Defects in lymphoid organs, mutations in lymphocytes or defective function of lymphocytes could result in autoimmune reactions.

Thymus atrophy is often encountered with systemic lupus erythmatosis (SLE). If elimination of self reacting lymphocytes is not properly done during their development in primary lymphoid organs and released in to the circulation, they may induce autoimmune problems.

Since proper antigen presentation is essential for proper action of immune cells, defects in antigen presenting cells could result in auto immune reactions.

Cytokine imbalances or defective immune regulatory circuits may also contribute to the emergence of autoimmunity.

For example, decreased apoptosis, diminished production of tumor necrosis factor (TNF) and interleukin-10 (IL-10) has been reported to be associated with the development of autoimmunity.
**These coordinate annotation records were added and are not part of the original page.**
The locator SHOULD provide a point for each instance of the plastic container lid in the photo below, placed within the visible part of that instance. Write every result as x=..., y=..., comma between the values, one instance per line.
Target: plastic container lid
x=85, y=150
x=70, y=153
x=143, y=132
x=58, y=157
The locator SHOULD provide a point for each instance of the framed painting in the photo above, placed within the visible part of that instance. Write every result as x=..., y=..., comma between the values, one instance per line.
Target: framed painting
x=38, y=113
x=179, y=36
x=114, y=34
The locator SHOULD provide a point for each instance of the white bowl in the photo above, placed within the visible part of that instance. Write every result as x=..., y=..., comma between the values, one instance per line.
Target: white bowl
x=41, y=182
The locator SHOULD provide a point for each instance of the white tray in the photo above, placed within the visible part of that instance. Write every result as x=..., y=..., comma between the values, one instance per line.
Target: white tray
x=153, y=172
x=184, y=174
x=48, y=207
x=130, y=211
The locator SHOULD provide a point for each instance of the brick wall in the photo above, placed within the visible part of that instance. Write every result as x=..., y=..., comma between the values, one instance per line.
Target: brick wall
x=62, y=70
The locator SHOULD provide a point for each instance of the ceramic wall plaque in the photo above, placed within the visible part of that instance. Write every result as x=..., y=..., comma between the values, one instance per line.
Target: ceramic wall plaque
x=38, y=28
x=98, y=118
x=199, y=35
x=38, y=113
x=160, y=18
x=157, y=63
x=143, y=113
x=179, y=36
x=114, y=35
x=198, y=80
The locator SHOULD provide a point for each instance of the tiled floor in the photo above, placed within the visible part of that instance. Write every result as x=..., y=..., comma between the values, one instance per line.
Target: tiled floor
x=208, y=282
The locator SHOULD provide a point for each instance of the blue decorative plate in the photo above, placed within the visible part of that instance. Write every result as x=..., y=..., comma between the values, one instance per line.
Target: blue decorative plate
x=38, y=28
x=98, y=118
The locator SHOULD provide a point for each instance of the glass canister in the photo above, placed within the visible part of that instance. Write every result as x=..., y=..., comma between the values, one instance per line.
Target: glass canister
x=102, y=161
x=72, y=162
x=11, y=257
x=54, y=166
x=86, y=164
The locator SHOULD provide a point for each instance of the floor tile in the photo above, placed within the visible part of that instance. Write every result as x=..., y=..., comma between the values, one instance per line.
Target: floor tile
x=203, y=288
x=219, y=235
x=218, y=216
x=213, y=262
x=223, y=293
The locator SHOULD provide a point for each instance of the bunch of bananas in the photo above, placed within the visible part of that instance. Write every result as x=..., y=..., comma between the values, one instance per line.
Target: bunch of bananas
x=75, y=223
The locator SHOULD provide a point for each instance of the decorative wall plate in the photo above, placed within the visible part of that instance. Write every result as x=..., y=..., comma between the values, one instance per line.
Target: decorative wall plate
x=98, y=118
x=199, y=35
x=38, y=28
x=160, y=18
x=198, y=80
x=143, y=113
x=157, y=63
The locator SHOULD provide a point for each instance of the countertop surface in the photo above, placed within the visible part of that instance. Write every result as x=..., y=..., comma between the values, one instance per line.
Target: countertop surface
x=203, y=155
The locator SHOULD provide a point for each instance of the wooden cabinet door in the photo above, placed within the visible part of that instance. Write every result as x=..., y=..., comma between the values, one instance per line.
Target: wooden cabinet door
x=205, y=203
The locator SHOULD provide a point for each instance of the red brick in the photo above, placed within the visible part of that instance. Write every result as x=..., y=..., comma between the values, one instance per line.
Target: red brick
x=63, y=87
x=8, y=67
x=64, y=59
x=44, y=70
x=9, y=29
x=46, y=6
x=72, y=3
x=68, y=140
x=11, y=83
Intense stimulation of T lymphocytes can produce nonspecific signals that bypass the need for antigen-specific helper T cells and lead to polyclonal B cell activation with the formation of multiple auto antibodies. For example, antinuclear, anti erythrocyte and anti lymphocyte antibodies are produced during the chronic graft-versus-host reaction.

Anti-Idiotype Antibodies:

One of the mechanisms that regulate normal humoral immune responses is production of anti-idiotype antibodies. These are immunoglobulin molecules directed against antigen-binding determinants of the specific antibodies originally elicited by the immunogen.

Even the initial immunogen is T cell independent, production of anti-idiotype antibodies may depend on TH cells activity.

Therefore, it is possible that abnormalities in the synthesis of appropriate anti-idiotype antibodies, either at the B or T cell level are responsible for the development of autoimmunity in certain circumstances.

Genetic Factors:

Since genes influence overall reactivity of the immune system, they may predispose an individual to autoimmunity. Three main sets of genes are suspected in many autoimmune diseases they are genes for immunoglobulins, T-cell receptors and the major histocompatibility complexes (MHC).

The first two are concerned in the recognition of antigens and are inherently variable and susceptible to recombination. These variations enable the immune system to respond to a very wide variety of invaders, but some times the variation may result in the production of self reactive lymphocytes.

Some of the MHC class II allotypes are strongly correlated with specific autoimmune diseases. Other allotypes may affect the ability of the target tissue to resist or modify immune attack.

Lack of Regulatory T Cells:

Regulatory T-cells are important for the maintenance of peripheral tolerance. Fundamentally regulatory T cells have a suppressive effect on the neighboring immune cells, thus contributing to the local modulation and control of immune response. There are fewer regulatory T-cells in many autoimmune diseases, In the IPEX syndrome (immunodysregulation, poly endocrinopathy and enteropathy, X-linked), which is caused by mutation in Foxp3 gene.

The Foxp3 gene influences the development and function of regulatory T cells. Mutations in the gene results in severe autoimmune reactions that may produce the following auto immune problems;

Autoimmune endocrine disorders eg. Type 1 diabetes, thyroiditis etc.,

I. Respiratory and nutritive allergies.

II. Eczema and severe infections.

III. Different types of allergies eg. Allergy for pollen grains, dust mites, nutritive allergens.

IV. Autoimmune diseases eg. Rheumatoid arthritis, multiple sclerosis type 1 diabetes

V. Lower number or decreased functional capability of regulatory T cells.

It is clear that no single mechanism can explain all the varied manifestations of autoimmunity. Indeed, it appears clearly in systemic autoimmune diseases, where a number of abnormalities converge to induce the complete syndrome.

Moreover, one abnormality may cause a second, which, in concert with the first, facilitates the expression of autoimmunity.